No direito penal, o que é punível são ações ou omissões que configuram um fato típico, ilícito e culpável. Ou seja, somente quando a pessoa age (ou deixa de agir, nos casos em que era seu dever agir) é que o direito penal pode intervir.
Por exemplo:
O pensamento é considerado algo interno e subjetivo, que não afeta outras pessoas nem a ordem pública. Assim, ele não é passível de punição.
Quando esse pensamento se transforma em uma ação concreta, que é proibida pelo direito, aí pode haver punição, mesmo que a pessoa não tenha conseguido concretizar todo o seu objetivo criminoso.
Exceção:
De regra, ato preparatório não é punível criminalmente, mas podem existir crimes que punem esses atos de forma autônoma, como é o caso daquele que porta ilegalmente uma arma de fogo para cometer um homicídio, mas é pego antes de encontrar a vítima e efetuar o disparo.
No caso do relatório da Polícia Federal, entendeu-se que houve os crimes de tentativa de abolir o Estado Democrático de Direito (art. 359-L do Código Penal), tentativa de depor, com violência ou grave ameaça, governo legitimamente constituído (art. 359-M do Código Penal) e organização criminosa (art. 2°da Lei n° 12.850/2013), pois foi apontado um plano sendo colocado em prática, já que a viagem do ex-presidente aos Estados Unidos na véspera do fim de seu mandato fazia parte do planejamento. Perceba-se que o enquadramento legal não é por pensar no crime, mas por ter executado atos que fariam parte de uma tentativa de abolir o Estado Democrático e depor o governo.
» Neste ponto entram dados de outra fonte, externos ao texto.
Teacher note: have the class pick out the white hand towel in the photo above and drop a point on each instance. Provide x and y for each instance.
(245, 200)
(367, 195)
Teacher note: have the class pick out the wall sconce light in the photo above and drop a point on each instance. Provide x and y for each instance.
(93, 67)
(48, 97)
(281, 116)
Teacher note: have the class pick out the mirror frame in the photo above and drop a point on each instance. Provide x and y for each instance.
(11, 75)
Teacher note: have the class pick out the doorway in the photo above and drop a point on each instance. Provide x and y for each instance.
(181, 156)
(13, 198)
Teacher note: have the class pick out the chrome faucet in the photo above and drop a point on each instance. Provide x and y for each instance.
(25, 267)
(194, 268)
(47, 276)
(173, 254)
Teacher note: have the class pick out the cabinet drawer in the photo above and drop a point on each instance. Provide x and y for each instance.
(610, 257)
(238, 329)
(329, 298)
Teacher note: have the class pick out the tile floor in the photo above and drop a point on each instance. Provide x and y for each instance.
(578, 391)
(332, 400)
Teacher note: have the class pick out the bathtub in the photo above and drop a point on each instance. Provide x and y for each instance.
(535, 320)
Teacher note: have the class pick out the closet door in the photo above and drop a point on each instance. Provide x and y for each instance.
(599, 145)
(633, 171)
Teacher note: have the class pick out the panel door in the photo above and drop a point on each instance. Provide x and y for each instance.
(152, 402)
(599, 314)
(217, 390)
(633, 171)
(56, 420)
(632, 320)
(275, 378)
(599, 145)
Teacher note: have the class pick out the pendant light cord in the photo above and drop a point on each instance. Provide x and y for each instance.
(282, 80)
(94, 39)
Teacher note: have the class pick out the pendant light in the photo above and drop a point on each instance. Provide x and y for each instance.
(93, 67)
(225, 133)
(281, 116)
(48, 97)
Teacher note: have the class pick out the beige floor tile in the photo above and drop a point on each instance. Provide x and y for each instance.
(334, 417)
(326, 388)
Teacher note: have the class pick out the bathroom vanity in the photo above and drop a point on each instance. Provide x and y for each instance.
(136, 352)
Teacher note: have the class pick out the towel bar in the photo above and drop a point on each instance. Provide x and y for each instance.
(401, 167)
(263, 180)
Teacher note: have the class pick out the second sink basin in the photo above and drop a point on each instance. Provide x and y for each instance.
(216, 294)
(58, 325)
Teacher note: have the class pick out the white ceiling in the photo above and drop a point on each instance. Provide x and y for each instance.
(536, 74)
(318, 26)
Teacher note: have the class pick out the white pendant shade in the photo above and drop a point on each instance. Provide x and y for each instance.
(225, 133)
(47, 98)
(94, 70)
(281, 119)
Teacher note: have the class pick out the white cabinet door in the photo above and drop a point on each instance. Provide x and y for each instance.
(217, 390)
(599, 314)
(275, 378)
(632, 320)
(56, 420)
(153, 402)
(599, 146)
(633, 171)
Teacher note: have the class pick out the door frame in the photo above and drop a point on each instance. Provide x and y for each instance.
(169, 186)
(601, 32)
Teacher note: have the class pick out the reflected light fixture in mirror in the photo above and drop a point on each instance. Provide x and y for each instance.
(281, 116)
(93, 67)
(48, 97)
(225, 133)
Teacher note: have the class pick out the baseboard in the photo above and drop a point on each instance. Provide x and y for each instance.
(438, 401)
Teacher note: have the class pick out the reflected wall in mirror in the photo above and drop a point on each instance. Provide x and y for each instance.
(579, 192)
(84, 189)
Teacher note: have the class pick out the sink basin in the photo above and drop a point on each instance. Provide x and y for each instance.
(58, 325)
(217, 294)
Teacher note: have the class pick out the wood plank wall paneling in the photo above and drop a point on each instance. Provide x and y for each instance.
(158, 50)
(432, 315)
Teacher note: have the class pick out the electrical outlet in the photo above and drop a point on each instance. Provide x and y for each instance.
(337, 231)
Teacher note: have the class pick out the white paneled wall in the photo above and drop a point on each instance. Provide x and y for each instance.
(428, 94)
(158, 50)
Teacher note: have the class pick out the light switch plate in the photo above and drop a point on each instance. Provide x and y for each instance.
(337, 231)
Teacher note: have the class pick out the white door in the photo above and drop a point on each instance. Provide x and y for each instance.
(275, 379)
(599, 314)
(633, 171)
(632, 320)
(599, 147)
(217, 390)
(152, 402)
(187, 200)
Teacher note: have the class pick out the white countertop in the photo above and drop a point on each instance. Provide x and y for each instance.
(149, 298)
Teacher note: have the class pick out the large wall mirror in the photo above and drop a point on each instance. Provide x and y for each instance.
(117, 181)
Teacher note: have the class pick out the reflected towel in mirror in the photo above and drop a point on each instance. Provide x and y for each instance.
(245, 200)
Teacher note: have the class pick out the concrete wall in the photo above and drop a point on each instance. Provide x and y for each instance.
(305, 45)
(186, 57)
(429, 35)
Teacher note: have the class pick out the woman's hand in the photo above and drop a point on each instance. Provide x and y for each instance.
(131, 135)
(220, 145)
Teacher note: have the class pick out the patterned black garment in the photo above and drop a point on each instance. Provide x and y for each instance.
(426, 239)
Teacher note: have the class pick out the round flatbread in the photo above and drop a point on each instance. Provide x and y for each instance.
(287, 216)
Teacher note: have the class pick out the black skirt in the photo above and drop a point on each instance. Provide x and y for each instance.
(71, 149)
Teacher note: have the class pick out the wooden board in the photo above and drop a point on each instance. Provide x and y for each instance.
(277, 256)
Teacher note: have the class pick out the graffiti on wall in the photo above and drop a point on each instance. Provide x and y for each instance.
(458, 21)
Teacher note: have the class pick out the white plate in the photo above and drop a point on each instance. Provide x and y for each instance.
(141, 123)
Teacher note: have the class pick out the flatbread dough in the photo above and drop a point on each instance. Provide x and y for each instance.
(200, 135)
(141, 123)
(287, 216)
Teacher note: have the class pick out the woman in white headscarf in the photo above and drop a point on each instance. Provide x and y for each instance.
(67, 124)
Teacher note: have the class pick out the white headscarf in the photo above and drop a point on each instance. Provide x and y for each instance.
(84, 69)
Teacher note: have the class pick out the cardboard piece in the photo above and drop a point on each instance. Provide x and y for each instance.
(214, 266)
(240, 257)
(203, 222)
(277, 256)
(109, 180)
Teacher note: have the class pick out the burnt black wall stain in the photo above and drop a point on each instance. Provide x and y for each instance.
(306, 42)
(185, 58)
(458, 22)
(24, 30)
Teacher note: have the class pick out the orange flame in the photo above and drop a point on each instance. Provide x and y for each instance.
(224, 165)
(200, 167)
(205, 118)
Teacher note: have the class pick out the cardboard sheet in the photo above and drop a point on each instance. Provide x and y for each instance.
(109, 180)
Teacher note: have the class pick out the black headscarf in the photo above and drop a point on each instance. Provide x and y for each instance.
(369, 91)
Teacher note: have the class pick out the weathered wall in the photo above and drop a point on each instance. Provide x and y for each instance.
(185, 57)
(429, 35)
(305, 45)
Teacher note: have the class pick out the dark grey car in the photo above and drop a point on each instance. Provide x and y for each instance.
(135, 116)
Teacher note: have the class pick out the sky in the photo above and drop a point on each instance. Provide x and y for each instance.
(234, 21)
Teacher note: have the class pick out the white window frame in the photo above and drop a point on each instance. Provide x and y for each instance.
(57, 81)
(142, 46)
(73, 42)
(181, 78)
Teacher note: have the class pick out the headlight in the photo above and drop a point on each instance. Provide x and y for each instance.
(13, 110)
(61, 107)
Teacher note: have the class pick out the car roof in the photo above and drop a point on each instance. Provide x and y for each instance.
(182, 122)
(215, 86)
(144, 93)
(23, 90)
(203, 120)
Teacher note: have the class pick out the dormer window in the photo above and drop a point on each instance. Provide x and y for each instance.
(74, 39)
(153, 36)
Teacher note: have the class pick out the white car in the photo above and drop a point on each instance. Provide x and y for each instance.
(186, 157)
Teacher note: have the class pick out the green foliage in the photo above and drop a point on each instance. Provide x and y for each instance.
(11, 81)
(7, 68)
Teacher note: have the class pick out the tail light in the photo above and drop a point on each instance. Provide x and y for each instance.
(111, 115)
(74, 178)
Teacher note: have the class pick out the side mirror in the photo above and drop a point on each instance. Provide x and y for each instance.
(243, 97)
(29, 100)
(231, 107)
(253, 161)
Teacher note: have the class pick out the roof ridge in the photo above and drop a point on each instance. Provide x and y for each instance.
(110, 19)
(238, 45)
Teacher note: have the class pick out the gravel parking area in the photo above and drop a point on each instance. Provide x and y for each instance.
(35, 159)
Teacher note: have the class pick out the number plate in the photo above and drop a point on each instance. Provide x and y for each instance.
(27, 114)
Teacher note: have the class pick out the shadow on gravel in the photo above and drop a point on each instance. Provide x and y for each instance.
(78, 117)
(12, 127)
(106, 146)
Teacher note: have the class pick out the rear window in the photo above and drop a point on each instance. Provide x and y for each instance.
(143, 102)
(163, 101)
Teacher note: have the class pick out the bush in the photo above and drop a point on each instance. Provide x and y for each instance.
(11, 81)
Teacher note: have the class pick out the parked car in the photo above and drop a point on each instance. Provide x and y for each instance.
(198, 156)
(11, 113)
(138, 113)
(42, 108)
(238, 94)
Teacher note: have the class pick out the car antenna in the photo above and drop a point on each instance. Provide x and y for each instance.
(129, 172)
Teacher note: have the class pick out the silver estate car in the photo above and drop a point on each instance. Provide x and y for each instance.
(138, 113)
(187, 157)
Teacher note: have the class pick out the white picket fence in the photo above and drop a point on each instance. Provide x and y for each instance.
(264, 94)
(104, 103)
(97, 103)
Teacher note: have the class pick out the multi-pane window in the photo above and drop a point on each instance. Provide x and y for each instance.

Se a pessoa apenas contar que está pensando em cometer um crime, isso, por si só, também não é crime. No direito penal brasileiro, não se pune meros pensamentos ou palavras, exceto quando essas palavras configuram um ato ilícito por si mesmas.
Por exemplo:
Confessar um pensamento criminal: Se a pessoa diz a outra que pensa em cometer um crime, isso não configura crime. O direito penal exige que haja uma ação concreta ou, no mínimo, um preparo direto para o crime.
Incitação ao crime (art. 286 do Código Penal): Se, ao falar sobre o pensamento, a pessoa tenta induzir ou incitar outra pessoa a cometer um crime, isso pode ser punível.
Ameaça (art. 147 do Código Penal): Se, ao expressar o pensamento, a pessoa dirige palavras que causem temor a alguém, como "Estou pensando em te machucar", isso pode ser configurado como crime de ameaça.
O direito penal brasileiro busca punir ações concretas que ultrapassam o limite do pensamento e configuram ameaça real ao bem-estar da sociedade. De regra, a conduta criminalizada é uma conduta consumada, ou seja, totalmente concluída, embora, na maioria dos casos, como é possível dividir os atos da execução do crime, seja possível punir a tentativa do crime com uma pena menor. Esse entendimento se aplica a quase todos os crimes, mas aqueles apontados pela Polícia Federal, no relatório final, criminalizam a tentativa de abolir o Estado Democrático e depor o governo (não o ato consumado), sendo uma exceção no sistema jurídico brasileiro.
Embora pensamentos ou confissões isoladas não sejam crime, o planejamento estruturado, a execução de atos preparatórios e as incitações podem transformar ideias em perigo iminente, merecendo atenção da lei. Casos como o investigado pela PF mostram a importância de diferenciar o que é mera especulação e o que representa um risco efetivo, reforçando o papel do sistema jurídico em proteger a ordem democrática e os direitos fundamentais.